Constructor Parameters

config:

object
Configuration object for the voice service

config.speechModel?:

BuiltInModelConfig
Configuration for the text-to-speech model

config.listeningModel?:

BuiltInModelConfig
Configuration for the speech-to-text model

config.speaker?:

string
Default speaker/voice ID to use

BuiltInModelConfig

name:

string
Name of the model to use

apiKey?:

string
API key for the model service

Abstract Methods

These methods must be implemented by any class extending MastraVoice.

speak()

Converts text to speech using the configured speech model.

abstract speak(
  input: string | NodeJS.ReadableStream,
  options?: {
    speaker?: string;
    [key: string]: any;
  }
): Promise<NodeJS.ReadableStream>

Purpose

  • Takes text input and converts it to speech using the provider’s text-to-speech service
  • Supports both string and stream input for flexibility
  • Allows overriding the default speaker/voice through options
  • Returns a stream of audio data that can be played or saved

listen()

Converts speech to text using the configured listening model.

abstract listen(
  audioStream: NodeJS.ReadableStream,
  options?: {
    [key: string]: any;
  }
): Promise<string | NodeJS.ReadableStream>

Purpose

  • Takes an audio stream and converts it to text using the provider’s speech-to-text service
  • Supports provider-specific options for transcription configuration
  • Can return either a complete text transcription or a stream of transcribed text
  • Not all providers support this functionality (e.g., PlayAI, Speechify)

getSpeakers()

Returns a list of available voices supported by the provider.
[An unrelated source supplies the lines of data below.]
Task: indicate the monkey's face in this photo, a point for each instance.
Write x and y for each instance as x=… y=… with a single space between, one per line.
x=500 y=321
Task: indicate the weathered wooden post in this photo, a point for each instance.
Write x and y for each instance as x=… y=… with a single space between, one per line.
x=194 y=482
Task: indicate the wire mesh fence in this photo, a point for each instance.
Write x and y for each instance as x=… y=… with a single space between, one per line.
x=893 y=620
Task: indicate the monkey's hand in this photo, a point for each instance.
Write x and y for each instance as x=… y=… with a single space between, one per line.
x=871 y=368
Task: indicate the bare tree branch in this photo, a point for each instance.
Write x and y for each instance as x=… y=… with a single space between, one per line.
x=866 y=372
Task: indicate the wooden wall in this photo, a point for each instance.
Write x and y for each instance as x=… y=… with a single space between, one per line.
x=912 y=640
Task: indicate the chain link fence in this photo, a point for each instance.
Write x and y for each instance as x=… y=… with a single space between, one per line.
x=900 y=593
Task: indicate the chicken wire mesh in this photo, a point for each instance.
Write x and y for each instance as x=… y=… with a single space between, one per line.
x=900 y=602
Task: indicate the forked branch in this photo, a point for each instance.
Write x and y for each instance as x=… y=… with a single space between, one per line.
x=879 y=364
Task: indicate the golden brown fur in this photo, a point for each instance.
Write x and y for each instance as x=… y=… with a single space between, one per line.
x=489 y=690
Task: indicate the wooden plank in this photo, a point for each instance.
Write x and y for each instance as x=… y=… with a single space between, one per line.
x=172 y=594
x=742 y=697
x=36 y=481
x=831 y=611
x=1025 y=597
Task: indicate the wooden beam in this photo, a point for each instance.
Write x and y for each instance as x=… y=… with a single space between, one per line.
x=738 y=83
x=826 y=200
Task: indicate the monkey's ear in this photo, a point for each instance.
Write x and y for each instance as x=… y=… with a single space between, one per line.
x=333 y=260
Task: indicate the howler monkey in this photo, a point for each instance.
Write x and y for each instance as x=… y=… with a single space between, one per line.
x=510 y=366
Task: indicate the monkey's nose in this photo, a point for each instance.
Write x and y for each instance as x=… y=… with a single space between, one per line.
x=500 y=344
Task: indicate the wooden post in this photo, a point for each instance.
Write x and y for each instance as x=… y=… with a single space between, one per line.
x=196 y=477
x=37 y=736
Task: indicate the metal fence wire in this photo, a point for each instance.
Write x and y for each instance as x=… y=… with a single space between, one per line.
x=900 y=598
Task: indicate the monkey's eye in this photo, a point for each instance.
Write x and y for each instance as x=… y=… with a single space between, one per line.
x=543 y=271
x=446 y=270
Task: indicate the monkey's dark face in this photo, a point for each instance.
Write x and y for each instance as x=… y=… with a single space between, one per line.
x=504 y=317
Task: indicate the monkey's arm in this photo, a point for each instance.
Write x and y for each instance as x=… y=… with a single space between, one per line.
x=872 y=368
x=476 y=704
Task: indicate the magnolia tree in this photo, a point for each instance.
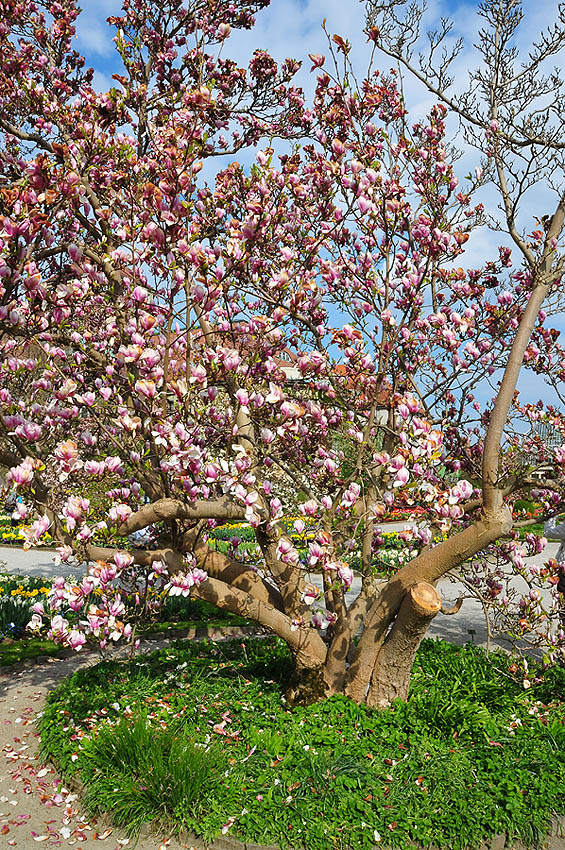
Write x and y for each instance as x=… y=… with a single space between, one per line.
x=192 y=352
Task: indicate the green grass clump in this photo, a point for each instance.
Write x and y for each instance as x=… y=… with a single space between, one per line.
x=141 y=772
x=469 y=755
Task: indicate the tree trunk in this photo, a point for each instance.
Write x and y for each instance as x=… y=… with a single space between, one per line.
x=393 y=667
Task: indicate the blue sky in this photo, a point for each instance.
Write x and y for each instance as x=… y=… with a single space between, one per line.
x=294 y=28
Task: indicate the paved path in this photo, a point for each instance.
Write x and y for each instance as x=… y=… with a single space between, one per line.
x=35 y=806
x=468 y=624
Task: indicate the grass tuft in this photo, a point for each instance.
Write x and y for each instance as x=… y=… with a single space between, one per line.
x=469 y=755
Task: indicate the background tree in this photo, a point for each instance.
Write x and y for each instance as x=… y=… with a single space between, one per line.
x=147 y=319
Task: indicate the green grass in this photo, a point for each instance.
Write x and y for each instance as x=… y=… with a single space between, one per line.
x=469 y=755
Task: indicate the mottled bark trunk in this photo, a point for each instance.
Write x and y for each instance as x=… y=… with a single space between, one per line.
x=393 y=668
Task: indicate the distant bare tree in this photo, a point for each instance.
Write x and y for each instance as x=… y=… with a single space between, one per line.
x=512 y=110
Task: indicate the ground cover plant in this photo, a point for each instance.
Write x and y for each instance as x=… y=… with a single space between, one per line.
x=471 y=753
x=298 y=328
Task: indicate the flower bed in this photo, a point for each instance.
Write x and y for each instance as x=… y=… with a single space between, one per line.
x=197 y=737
abstract getSpeakers(): Promise<Array<{ voiceId: string; [key: string]: any }>>

Purpose

  • Retrieves the list of available voices/speakers from the provider
  • Each voice must have at least a voiceId property
  • Providers can include additional metadata about each voice
  • Used to discover available voices for text-to-speech conversion

Protected Properties

speechModel?:

BuiltInModelConfig | undefined
Configuration for the text-to-speech model

listeningModel?:

BuiltInModelConfig | undefined
Configuration for the speech-to-text model

speaker?:

string | undefined
Default speaker/voice ID

Telemetry Support

MastraVoice includes built-in telemetry support through the traced method, which wraps method calls with performance tracking and error monitoring.

Notes

  • MastraVoice is an abstract class and cannot be instantiated directly
  • Implementations must provide concrete implementations for all abstract methods
  • The class provides a consistent interface across different voice service providers
  • Configuration and authentication details are provider-specific
  • Telemetry is automatically handled for all method calls